McCarthy follows in a line of other comedians who have turned to more dramatic work and thus revealed unparalleled talent. Her portrayal of Lee Israel, a waning author at a crisis point and turning to crime and forgery to sustain a terribly lonely existence of alcohol and constant outbursts, is nothing short of incredible. Gone are the fast quips and sunny zingers we’ve come to know from the comedic titan, replaced instead by exasperation and a palpable feeling of one who is barely hanging on to anything they can grasp.
Her pairing with Grant brings out the best in both actors, as their interactions are so compelling, the viewer cannot turn away, and begins looking forward to when next the pair will get up to further shenanigans, despite the sad result of most of their characters’ schemes. The film serves as a inside look at the spiral downward, as McCarthy’s Israel continues to reach out for crazier and crazier schemes, taking wild risks to maintain what the film establishes as an awful status quo for the protagonist.

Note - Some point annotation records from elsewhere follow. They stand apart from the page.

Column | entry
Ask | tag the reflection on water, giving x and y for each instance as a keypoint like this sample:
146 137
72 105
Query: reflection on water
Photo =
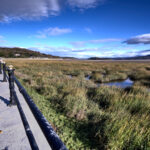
121 84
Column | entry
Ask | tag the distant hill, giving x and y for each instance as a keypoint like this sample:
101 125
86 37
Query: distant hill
121 58
22 53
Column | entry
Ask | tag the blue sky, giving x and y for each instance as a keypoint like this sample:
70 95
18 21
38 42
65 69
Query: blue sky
77 28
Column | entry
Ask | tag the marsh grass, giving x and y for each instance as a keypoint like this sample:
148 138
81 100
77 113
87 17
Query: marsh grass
87 117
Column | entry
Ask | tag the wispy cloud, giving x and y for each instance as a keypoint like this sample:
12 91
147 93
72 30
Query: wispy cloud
84 4
27 9
78 44
89 30
140 39
35 9
2 40
53 32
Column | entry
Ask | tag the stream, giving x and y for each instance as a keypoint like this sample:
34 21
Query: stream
120 84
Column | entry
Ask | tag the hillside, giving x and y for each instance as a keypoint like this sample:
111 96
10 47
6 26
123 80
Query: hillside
22 53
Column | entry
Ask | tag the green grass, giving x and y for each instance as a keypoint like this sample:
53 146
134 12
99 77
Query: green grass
87 117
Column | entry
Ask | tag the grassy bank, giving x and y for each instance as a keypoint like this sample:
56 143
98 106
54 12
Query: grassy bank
87 117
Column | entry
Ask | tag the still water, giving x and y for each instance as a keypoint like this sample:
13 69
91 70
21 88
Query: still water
121 84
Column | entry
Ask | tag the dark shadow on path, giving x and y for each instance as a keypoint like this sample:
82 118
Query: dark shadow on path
4 100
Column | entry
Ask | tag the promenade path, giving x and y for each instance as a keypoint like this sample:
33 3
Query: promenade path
12 134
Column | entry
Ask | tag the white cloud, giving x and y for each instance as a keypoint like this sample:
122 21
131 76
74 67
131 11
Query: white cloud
35 9
140 39
78 44
84 4
53 32
27 9
2 40
89 30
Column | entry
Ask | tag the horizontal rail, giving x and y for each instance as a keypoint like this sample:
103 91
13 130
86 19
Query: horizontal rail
28 131
51 136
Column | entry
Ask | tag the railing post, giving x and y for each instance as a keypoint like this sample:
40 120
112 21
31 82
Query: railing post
0 67
11 85
4 71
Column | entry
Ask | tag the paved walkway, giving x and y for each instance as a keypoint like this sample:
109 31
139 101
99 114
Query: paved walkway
13 136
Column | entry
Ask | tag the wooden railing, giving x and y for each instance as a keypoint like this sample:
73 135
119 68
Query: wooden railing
49 133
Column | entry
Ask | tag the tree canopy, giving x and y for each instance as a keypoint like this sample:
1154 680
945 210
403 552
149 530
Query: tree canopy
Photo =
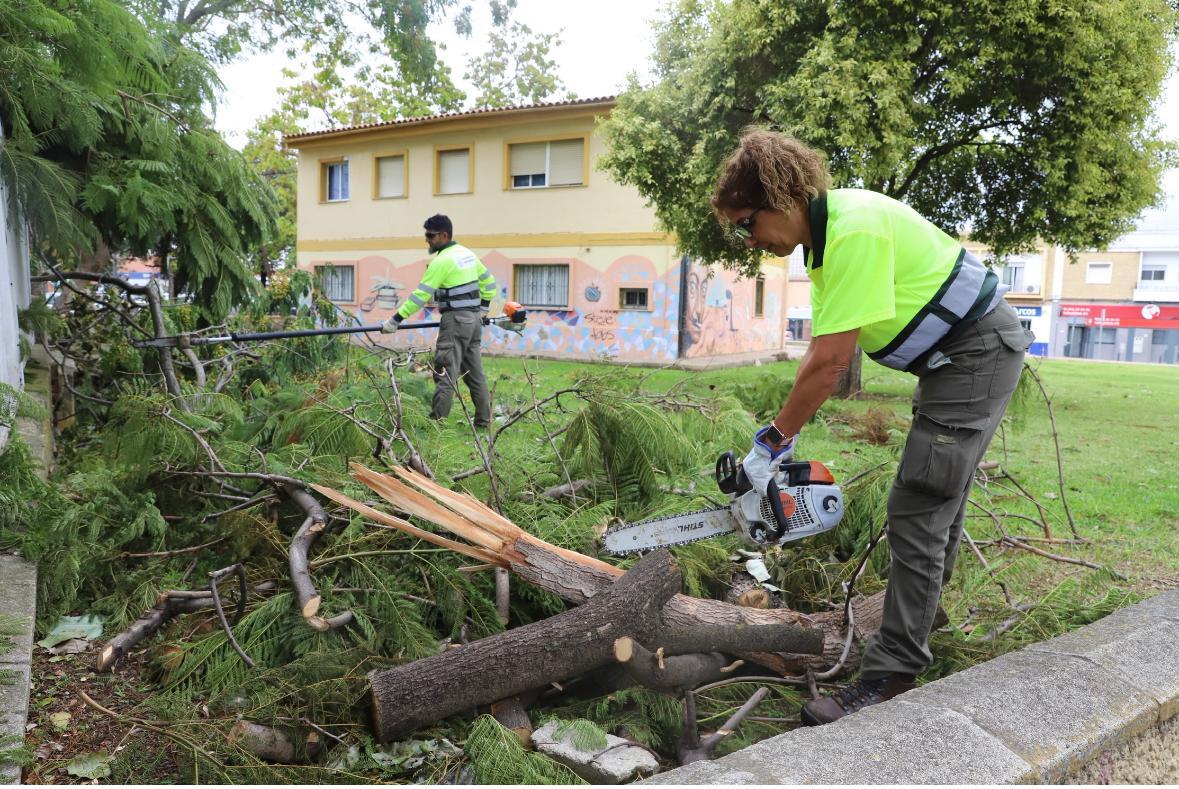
1013 120
109 148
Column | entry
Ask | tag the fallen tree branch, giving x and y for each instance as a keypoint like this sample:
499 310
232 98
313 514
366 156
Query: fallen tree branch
1055 439
216 578
309 532
552 650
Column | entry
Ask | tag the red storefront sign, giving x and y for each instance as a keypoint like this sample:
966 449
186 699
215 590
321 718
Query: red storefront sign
1124 316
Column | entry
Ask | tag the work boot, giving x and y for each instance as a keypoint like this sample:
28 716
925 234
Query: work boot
856 696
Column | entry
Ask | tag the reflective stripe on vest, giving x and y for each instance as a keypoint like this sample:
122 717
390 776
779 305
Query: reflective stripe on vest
465 296
969 291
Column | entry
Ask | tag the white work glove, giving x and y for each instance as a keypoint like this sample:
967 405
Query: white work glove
763 460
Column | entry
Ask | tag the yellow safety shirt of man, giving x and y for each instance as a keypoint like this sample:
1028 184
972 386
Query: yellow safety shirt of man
877 265
455 278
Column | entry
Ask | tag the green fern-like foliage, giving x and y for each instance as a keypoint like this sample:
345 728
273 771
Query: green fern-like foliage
763 396
625 446
581 734
499 758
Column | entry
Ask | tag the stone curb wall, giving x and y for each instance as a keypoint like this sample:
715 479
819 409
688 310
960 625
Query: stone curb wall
18 584
1033 716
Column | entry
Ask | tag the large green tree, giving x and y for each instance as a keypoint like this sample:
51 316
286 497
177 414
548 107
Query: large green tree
1013 120
109 148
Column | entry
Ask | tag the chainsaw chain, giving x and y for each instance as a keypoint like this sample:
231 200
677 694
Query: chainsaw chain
627 527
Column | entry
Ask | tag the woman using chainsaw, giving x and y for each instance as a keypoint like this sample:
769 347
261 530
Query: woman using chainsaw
915 300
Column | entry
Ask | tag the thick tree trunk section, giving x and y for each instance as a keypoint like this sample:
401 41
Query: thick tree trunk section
309 532
511 712
145 625
500 666
690 624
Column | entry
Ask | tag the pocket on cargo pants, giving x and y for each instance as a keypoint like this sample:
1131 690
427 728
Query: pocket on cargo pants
940 457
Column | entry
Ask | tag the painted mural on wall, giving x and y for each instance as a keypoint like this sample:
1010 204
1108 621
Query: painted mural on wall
594 323
719 313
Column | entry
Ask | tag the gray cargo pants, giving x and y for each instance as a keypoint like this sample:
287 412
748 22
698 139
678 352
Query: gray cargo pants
961 395
458 355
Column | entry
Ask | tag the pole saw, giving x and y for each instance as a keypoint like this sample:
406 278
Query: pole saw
513 320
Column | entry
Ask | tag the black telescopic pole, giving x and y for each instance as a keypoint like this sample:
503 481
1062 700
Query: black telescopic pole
256 336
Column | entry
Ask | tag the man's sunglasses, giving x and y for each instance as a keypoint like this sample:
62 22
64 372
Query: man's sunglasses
743 229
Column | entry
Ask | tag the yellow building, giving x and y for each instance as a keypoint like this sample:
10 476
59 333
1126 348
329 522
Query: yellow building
581 251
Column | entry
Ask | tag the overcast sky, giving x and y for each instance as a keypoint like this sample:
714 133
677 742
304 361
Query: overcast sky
603 40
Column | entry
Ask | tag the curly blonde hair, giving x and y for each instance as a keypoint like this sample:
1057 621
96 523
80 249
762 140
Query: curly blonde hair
769 170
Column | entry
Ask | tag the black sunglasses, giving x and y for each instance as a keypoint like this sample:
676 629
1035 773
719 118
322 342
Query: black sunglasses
744 227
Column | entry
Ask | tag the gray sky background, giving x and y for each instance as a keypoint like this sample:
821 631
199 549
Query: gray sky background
603 41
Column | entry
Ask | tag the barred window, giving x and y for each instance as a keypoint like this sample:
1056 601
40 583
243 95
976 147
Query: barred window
541 284
453 172
390 176
632 298
559 163
335 182
336 282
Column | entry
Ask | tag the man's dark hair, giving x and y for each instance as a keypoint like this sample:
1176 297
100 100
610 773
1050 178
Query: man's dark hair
440 223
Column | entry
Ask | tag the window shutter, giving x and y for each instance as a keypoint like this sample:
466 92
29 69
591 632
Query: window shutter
454 171
390 176
566 158
527 158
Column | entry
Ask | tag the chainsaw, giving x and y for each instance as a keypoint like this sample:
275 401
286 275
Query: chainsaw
799 500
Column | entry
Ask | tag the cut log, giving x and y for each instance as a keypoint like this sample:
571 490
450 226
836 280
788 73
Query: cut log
559 648
667 674
307 596
145 625
267 743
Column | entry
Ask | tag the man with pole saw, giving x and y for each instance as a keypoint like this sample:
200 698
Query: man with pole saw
462 288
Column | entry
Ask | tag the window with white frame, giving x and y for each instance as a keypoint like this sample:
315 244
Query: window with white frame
336 282
454 171
541 284
390 176
1099 274
335 182
632 298
1153 273
555 163
1013 275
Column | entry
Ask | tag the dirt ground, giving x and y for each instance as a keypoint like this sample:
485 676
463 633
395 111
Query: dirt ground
56 740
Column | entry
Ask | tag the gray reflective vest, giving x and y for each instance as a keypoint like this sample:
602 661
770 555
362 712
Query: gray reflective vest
880 267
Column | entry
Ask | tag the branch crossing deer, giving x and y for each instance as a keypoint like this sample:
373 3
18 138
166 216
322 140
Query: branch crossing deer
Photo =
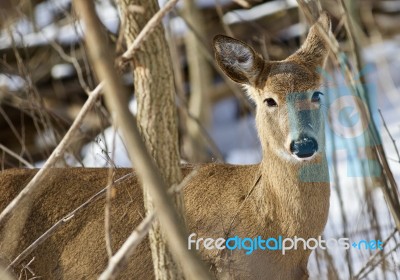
286 194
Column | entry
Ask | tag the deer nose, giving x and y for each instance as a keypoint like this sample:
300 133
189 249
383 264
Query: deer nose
304 147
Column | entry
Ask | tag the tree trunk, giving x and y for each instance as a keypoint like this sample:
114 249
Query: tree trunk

It’s hard to know what film each audience will see, as there are moments throughout, where one did not know whether to laugh or openly weep. Director Marielle Heller allows the film to linger in this nebulous space, between joy and sadness, to great effect. It’s a daring feat not easily accomplished and with a high potential to ruin the mood. Credit Heller and her actors that, at no point in the film is the audience anything other than riveted to their seats, desperate to know what happens next, and sympathizing, if not fully rooting for the most well-fleshed-out anti-heroes in recent cinema. At a film festival and conference that celebrates writers and storytelling above all other elements, such a claim is not granted cheaply. Still, Heller’s film earns any praise it will amass, and it should garner plenty.
The direction and performances, as well as the plot, certainly demand repeat viewings, if only to further discern whether it is comedy, tragedy, or some vibrant amalgam of both, but there is one thing that is never in doubt. “Can You Ever Forgive Me?” is one of the most emotionally engaging films this year and perhaps for a great many years before.